I am constrained to dissent. The facts reported in the main opinion slant more favorably in the direction of the plaintiff's contention, as they should do in this case. Whether this justifies a conclusion that her theory of fraud is pointed up by clear and convincing evidence is another matter, one which may be debatable in any given set of circumstances. There may be opposition evidence that may be so unworthy of belief as almost to be discountable in toto. Aside from that however, it is my opinion that taking as undenied the facts recited in the main opinion itself, they do not seem to be so clear and convincing as to vitiate the solemnity of a sealed, recorded instrument, unattacked on any equitable basis for about seven years.

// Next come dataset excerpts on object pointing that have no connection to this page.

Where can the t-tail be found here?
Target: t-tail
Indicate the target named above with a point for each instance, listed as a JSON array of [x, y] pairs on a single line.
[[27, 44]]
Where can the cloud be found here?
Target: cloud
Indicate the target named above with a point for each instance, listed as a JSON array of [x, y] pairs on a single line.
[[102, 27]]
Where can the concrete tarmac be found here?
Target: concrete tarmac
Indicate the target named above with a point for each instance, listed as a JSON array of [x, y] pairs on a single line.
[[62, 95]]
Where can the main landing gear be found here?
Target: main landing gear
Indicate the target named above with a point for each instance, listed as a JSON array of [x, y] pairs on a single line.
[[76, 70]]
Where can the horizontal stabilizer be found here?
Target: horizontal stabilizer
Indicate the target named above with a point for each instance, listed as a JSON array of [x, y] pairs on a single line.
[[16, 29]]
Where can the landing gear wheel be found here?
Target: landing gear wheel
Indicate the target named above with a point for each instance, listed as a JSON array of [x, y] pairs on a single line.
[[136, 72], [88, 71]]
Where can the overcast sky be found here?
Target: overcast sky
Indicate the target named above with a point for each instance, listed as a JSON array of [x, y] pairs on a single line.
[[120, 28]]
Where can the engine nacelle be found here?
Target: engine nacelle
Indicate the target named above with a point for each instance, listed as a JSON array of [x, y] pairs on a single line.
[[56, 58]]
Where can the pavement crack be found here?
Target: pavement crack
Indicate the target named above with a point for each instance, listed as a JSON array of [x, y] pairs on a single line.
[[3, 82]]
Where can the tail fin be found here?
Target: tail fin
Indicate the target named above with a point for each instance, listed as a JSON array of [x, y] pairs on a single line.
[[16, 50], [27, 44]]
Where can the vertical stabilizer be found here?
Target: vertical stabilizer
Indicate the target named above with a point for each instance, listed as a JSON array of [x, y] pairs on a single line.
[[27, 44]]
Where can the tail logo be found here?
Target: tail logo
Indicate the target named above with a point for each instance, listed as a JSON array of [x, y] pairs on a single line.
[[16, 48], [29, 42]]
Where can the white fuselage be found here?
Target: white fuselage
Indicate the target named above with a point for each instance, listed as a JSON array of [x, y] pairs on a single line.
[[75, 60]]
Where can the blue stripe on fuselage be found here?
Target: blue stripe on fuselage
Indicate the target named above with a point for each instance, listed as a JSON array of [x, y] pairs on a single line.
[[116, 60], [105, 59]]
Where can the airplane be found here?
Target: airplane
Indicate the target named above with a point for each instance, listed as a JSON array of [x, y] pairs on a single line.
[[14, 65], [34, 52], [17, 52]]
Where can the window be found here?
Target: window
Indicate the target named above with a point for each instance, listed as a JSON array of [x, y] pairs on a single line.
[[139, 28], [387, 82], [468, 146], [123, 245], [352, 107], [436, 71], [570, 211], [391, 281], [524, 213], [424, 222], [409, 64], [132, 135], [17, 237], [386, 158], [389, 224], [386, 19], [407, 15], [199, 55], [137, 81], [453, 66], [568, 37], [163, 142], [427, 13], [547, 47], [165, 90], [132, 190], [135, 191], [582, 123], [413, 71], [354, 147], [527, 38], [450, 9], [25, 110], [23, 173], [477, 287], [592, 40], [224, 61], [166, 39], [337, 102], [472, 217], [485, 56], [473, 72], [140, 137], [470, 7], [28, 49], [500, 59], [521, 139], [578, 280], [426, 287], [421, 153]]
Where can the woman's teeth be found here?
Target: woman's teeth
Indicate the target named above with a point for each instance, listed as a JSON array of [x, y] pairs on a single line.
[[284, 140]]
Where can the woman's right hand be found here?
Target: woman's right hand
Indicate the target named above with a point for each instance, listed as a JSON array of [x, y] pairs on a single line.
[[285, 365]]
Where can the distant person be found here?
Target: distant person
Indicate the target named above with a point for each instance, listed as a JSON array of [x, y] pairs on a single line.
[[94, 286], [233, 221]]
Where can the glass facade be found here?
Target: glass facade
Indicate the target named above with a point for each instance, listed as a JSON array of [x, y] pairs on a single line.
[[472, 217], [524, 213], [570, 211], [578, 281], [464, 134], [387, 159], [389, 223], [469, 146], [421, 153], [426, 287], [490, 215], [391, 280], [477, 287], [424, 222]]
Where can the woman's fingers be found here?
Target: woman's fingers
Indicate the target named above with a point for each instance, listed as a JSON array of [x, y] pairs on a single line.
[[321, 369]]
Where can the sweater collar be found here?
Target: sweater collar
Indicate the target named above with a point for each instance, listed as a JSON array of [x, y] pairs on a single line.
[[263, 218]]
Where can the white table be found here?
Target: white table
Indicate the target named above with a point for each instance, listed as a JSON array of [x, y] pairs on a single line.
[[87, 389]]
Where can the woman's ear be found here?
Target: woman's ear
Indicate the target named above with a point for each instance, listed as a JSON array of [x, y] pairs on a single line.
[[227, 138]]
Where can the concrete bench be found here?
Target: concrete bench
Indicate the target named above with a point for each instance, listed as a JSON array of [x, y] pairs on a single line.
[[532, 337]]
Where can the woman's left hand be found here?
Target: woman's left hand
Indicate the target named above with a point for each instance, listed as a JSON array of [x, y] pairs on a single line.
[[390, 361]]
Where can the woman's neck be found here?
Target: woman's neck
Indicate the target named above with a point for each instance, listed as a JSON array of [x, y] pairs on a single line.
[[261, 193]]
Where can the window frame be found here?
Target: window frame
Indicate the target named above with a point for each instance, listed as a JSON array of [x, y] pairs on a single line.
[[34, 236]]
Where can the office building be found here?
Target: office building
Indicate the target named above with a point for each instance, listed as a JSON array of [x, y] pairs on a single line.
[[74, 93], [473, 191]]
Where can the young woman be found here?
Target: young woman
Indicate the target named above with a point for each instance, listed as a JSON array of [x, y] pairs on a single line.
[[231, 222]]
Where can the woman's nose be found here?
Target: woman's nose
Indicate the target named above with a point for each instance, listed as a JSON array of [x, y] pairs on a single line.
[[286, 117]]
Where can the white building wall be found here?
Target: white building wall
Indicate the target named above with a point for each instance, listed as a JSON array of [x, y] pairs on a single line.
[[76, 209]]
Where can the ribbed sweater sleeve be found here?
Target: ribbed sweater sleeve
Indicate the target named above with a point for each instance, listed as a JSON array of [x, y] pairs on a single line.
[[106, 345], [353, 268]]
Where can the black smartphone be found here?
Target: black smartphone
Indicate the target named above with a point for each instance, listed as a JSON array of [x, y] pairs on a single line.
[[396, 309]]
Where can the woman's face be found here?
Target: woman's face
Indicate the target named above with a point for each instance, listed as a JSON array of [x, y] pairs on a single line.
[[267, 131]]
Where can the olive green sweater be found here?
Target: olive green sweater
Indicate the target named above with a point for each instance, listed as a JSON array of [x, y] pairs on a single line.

It seems to me that the testimony of this lady of 76 years, given seven years after the subject deeds came into existence, in a self-serving atmosphere emphasized by a seven-year progressive psychiatric difficulty, highlighted by a pass at the defendant with one of Brigham Young's antique brooms, does not lend itself to any substantial degree of clarity or convincement, justifying avoidance of the documents. It seems that the trial court concluded as it did, not so much because of proven practiced fraud, but because of the differential in intelligence and business acumen of the parties, coupled with a considerable land value appreciation from time of deeds to trial. I believe I reasonably could have arrived at the result here, had plaintiff's theory been one of "no contract" by virtue of incompetency to contract and carry on ordinary business affairs by one of the parties. In such event it would be a case of invalidity since the inception, not one of a contract made, but voidable on some equitable grounds.

The trial court appears to have based his conclusion, at least in part, on the mental deficiency of plaintiff at the time of the trial, not seven years before, during which period certain degenerative processes may have produced a change that may not have been reflected seven years before.

In connection with this time lapse, and in harmony with the authorities cited by defendant as to the inadmissibility of handwriting exemplars furnished after trial began,[1] not before, where the trustworthiness of their genuineness would be eminently of more probative value, I believe their introduction erroneous to show forgery, not only because of their questionable probative value, but because a seven year period of time in the lives of persons in the same age group as plaintiff oftentimes shows a more rapid decadence in handwriting ability and similarity than it does mental degeneration.

I am unprepared to say that, assuming a 100% verity of the facts related in the main opinion, there is that quantum and quality of proof that may be said to prove clearly and convincingly that a seven-year-old, recorded instrument, acknowledged in a reputable attorney's office, should be avoidable on the grounds of fraud, particularly when such facts are adduced by a person of this lady's age whose mentality at the time of the trial, not before, was doubtful even in the contemplation of the trial court.


[1] Fleming v. Fleming Felt Co., 7 Utah 2d 293, 323 P.2d 712.

[2] Clawson v. Boston Acme Mines Dev. Co., 72 Utah 137, 147, 269 P. 147, 59 A.L.R. 1318.

[3] See statement in Stickle v. Union Pacific R.R. Co., 122 Utah 477, 251 P.2d 867; also in Page v. Federal Security Ins., 8 Utah 2d 226, 332 P.2d 666.

[4] (Fla.App.) 111 So. 2d 99, 72 A.L.R.2d 1270.

[5] See 15 Am.Jur. Damages, Sec. 274; Evans v. Gaisford, 122 Utah 156, 247 P.2d 431.

[1] 72 A.L.R.2d 1277: "Thus, in most of such cases it has been held or recognized that a signature or specimen writing made after the controversy arose and for the purpose of being used as a standard of comparison with the disputed writing cannot be used as an exemplar on behalf of the person making it."